I pay him a compliment. Honest. Sincere. I just let it hang there as he sits with it and blushes. I don't follow-it up with anything more. Just one complimentary sentence. And I try hard not to fill in the gap of silence with meaningless lyrics but instead letting the melody inbetween the spaces move him. It's hard. Hard not to explain or to cover it up with incessant noise that would detract from my intent. I just want him to know how beautiful he is.

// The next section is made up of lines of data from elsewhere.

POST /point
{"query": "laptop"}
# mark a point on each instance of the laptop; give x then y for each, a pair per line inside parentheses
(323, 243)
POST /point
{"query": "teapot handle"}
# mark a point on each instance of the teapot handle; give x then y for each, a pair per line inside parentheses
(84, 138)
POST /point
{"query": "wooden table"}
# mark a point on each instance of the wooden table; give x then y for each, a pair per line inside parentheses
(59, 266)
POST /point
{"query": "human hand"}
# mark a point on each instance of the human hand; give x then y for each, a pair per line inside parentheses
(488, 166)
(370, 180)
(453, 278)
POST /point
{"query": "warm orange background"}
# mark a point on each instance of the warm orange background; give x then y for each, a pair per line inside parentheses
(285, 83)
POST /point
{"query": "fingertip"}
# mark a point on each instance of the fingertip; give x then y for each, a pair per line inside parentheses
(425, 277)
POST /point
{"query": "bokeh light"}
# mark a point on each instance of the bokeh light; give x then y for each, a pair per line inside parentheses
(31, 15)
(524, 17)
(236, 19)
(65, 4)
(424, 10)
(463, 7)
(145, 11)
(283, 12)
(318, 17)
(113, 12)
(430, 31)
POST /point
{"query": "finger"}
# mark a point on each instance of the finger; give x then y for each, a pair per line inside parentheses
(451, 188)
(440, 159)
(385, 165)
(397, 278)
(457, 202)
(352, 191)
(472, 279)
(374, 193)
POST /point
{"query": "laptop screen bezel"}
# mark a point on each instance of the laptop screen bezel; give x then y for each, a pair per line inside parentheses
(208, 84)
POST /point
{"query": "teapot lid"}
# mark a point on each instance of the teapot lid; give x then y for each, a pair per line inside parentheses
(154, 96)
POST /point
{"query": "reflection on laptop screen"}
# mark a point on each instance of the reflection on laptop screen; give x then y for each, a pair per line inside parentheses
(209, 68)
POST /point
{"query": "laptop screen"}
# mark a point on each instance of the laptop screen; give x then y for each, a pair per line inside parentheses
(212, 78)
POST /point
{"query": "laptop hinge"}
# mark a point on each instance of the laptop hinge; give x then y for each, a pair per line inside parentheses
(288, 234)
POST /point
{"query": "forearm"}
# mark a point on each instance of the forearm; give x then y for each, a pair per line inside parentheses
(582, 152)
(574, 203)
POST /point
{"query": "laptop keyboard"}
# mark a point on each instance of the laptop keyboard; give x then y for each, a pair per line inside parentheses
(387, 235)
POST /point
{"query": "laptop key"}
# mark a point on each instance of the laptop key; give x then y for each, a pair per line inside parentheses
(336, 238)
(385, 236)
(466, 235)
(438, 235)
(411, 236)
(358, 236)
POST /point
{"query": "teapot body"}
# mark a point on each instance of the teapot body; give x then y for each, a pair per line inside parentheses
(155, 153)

He's appeared in these pages before. Back then, just a couple of years ago, he was a virgin and I was the oldest guy he's ever been with. Just barely of legal drinking age and he stopped me with great courage when I moved to fuck him. He was saving it. He tells me this now, after I've just fucked the cum out of him. Despite being quite clumsy with his tight hole, he remarked with astonishment after a couple of strokes in, "No fucking way!" And then he shot. Shot hard and far again, drenching the pillows and hitting the headboard. He normally takes a long time to cum but I fucked it out of him in mere seconds.

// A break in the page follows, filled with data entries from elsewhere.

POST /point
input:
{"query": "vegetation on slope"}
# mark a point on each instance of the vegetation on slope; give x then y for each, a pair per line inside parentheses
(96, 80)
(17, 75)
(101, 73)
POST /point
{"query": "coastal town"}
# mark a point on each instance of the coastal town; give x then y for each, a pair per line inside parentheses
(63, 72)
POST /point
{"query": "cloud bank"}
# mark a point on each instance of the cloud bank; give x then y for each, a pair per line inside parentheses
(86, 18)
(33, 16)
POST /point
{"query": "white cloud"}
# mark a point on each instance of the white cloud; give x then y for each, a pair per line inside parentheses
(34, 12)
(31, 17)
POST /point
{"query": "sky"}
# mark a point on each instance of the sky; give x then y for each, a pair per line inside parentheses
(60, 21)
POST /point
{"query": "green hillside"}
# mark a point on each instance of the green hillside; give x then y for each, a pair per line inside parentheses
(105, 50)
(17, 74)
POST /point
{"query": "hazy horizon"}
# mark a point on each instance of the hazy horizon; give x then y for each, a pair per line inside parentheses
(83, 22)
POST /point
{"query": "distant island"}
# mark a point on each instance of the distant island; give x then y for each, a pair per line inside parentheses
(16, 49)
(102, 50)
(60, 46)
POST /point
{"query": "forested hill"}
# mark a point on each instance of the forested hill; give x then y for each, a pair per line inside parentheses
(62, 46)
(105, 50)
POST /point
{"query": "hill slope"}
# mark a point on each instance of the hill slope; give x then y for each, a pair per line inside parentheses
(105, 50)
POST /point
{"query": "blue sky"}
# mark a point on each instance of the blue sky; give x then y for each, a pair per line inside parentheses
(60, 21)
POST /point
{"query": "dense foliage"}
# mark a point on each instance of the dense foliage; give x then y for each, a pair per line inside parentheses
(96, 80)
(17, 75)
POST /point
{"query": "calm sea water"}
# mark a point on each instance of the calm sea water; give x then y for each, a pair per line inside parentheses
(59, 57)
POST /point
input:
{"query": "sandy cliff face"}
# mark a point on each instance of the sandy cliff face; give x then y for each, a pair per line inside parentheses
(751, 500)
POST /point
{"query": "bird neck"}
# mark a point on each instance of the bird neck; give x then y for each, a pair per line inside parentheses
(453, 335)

But I wasn't his first. That he gave to a couple that spit roasted him after a he had a particularly hard day at work. He was just over it all. And he wanted was to get fucked. Just wanted to get rid of his virginity. So he dove headlong into some piggy play. No more saving it. Just getting rid of it with a bang in the most spectacular way. It had become a burden, just like work.

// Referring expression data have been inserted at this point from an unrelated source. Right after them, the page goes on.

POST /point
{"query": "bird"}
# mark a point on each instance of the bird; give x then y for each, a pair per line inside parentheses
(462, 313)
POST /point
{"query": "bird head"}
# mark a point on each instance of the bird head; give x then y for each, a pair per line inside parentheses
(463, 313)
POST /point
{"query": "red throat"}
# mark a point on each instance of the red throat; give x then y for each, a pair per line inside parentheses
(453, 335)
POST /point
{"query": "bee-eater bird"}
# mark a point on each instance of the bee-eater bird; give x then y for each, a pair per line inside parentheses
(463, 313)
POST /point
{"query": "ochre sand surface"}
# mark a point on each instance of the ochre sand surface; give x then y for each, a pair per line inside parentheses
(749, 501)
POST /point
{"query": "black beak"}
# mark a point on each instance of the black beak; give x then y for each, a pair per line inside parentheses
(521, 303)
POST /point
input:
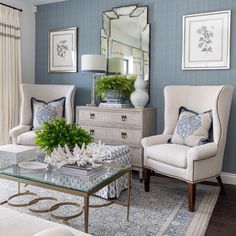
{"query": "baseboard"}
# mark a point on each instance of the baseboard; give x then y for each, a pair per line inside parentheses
(227, 178)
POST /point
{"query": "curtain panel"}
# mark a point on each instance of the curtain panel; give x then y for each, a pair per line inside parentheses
(10, 70)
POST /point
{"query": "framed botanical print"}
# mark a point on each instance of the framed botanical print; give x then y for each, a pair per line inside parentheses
(62, 50)
(206, 41)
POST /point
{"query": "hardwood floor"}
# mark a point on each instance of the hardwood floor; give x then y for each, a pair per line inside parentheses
(223, 219)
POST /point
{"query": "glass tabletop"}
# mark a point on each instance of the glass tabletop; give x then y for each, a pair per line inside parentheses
(54, 176)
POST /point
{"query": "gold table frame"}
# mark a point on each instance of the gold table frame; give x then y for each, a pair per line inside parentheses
(85, 195)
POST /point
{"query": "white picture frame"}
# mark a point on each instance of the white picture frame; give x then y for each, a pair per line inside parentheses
(62, 56)
(206, 41)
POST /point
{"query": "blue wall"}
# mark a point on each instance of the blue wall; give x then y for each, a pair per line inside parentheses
(165, 17)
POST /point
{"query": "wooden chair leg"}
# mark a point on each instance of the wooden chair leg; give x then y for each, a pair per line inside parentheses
(191, 196)
(146, 177)
(221, 184)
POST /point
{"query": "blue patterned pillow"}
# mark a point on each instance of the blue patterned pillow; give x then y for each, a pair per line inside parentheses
(192, 129)
(43, 112)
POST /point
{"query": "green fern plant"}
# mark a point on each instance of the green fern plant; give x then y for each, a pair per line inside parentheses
(60, 133)
(120, 83)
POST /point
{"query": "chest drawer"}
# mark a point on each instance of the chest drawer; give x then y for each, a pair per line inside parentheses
(125, 136)
(118, 117)
(136, 156)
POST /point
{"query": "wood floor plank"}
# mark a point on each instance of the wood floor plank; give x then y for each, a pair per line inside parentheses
(223, 219)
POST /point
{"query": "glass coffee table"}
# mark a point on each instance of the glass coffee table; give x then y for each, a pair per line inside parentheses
(52, 179)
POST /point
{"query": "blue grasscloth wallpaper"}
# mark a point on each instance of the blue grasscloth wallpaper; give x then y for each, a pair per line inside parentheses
(165, 17)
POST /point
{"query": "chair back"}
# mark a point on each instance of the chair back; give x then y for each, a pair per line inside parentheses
(46, 93)
(200, 99)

It was a beautiful story told in such stark nakedness that it compelled some empathy. Not wistful regret or anything like that. Just a noble spirit sharing a beautifully honest story. And I thanked him for that with a compliment that ached to rise to the level of sincerity it was sourced from.
A pregnant pause later, he says, "I've lost some weight."
"Stop. Look at me. I don't mean it that way. You really are beautiful. End of story."
I wish my words were delivered with the amount of finality it was meant to convey but it came out haltingly as I measured in my head what the appropriate combinations of words would make him truly see. The deep responsibility I felt in making him share my insight cut across the words and chopped everything up. It just felt like I was saying something expected, something politically correct.
And as my eyes darted around the room for inspiration, they land on his glasses. Spectacles. An apt term as I offer him a compelling vision and he's instead enthralled by the spectacle of his clouded lens.